Computing quantum entanglement with machine learning
Andrea Bulgarelli, Elia Cellini, Karl Jansen, Stefan Kühn, Alessandro Nada, Shinichi Nakajima, Kim A. Nicoli, Marco Panero
TL;DR
The paper tackles the challenge of computing entanglement measures in lattice field theories, where Renyi entropies $S_n$ are expressed via the replica trick as $S_n = \frac{1}{1-n} \log \frac{Z_n}{Z^n}$ and universal finite contributions are captured by the entropic c-function $C_n = \frac{l^{D-1}}{|\partial A|} \frac{\partial S_n}{\partial l}$. It introduces a defect-focused Normalizing Flow framework that acts on a localized region near the replica-cut endpoint to transform a simple prior into the replicated ensemble, enabling direct estimation of partition-function ratios.

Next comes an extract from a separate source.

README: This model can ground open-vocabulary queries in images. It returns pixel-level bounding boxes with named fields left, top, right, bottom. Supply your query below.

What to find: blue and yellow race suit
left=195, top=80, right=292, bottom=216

Across a $(2+1)$-dimensional $\phi^4$ theory at criticality, the approach yields significant efficiency gains and high-precision estimates of $C_n$ on large lattices, outperforming traditional Monte Carlo methods. The work presents a transferable paradigm for entanglement-related observables in lattice field theories, compatible with equivariant-flow ideas and extendable to gauge theories and other observables.
Abstract
Entanglement calculations in quantum field theories are extremely challenging and typically rely on the replica trick, where the problem is rephrased in a study of defects. We demonstrate that the use of deep generative models drastically outperforms standard Monte Carlo algorithms. Remarkably, such a machine-learning method enables high-precision estimates of Rényi entropies in three dimensions for very large lattices. Moreover, we propose a new paradigm for studying lattice defects with flow-based sampling.